Hi, I'm doing some mono narration in SF and what sounds the best to me is adding a noise gate, tweaking the equalizer, tweaking the dynamics and normalizing. Can anyone tell me which order this should be done in for best results? TIA for any input .

Subject:RE: What order for effects?
Reply by: simon_of_grin
Date:2/17/2006 3:59:55 AM

Hi, this is my first post in these forums. I guess there are a lot of people who have more experience and education than I do, but since no one has answered this post yet, I feel any input - even mine - might be useful.

Think through what impact the effects that you want to apply will have on the original sound, and how one effect will leave the sound for the next effect to alter further. E.g. don't maximize the amplitude levels of a sound before you add EQ, because the EQ can increase the amplitude levels of certain parts of the sound that then already are maximized - causing these parts to clip and distort.

Personally, I would add EQ first - because it brings forward the frequencies that you want to bring forward - whether if you would have added the EQ _after_ the noise gate, the places where these frequencies were present might have already been muted. Hence, you should add EQ before noise gate. As dealt with in the above paragraph, EQ also goes before maximizing amplitude levels (normalization).

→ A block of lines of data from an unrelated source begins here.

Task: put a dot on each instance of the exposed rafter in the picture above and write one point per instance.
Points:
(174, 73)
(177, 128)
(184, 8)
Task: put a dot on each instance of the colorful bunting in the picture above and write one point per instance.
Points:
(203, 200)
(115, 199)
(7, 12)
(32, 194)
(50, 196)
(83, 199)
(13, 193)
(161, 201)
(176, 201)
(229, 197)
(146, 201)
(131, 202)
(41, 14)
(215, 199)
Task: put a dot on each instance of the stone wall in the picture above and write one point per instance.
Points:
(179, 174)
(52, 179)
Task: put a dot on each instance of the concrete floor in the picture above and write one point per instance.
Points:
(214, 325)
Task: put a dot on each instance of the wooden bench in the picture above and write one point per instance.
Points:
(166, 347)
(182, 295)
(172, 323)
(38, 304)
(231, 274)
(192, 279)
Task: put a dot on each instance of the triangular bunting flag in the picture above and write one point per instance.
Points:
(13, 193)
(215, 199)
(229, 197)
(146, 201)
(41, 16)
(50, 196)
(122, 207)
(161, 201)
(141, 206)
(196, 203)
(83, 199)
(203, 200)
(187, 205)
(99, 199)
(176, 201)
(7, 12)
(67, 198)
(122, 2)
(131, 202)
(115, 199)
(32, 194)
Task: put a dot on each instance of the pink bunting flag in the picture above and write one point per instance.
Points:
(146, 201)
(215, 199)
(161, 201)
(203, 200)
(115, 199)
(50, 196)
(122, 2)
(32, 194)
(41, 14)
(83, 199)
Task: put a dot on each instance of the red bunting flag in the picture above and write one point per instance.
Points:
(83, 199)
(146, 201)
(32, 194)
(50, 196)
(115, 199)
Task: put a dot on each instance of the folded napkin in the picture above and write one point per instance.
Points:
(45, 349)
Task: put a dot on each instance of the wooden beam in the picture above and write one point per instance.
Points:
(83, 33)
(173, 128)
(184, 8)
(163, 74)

Then, if the normalization you are to apply is a simple peak level-sensitive normaliztion, I'd suggest you apply the normalization first (maximize the peak value), then the noise gate; it has an easier job now that the sound is "louder" - otherwise you will have a hard time tweaking the threshold values in order to NOT mute the parts that migth be low but you still want to preserve. Last, apply the normalization again (set to whatever level you prefer (not necessarily max peak value, that is)).

However, if the normalization you are to use is an average RMS level-sensitive one, I suggest you add the noise gate and _then_ the RMS level normalization. It might be a good idea to apply a max peak value normalization first, for the reason give in the above paragraph.

You speak about "tweaking the dynamics" which I don't understand because as far as I know noise gate and normalizing affect the dynamics, so if you've added these effects you've already "tweaked the dynamics". Tell me if I'm wrong, though - I might not know the difference between audio dynamics and regular amplitude levels.

Hope this helps. And again - if anyone has corrections on my tips', don't hesitate to educate me.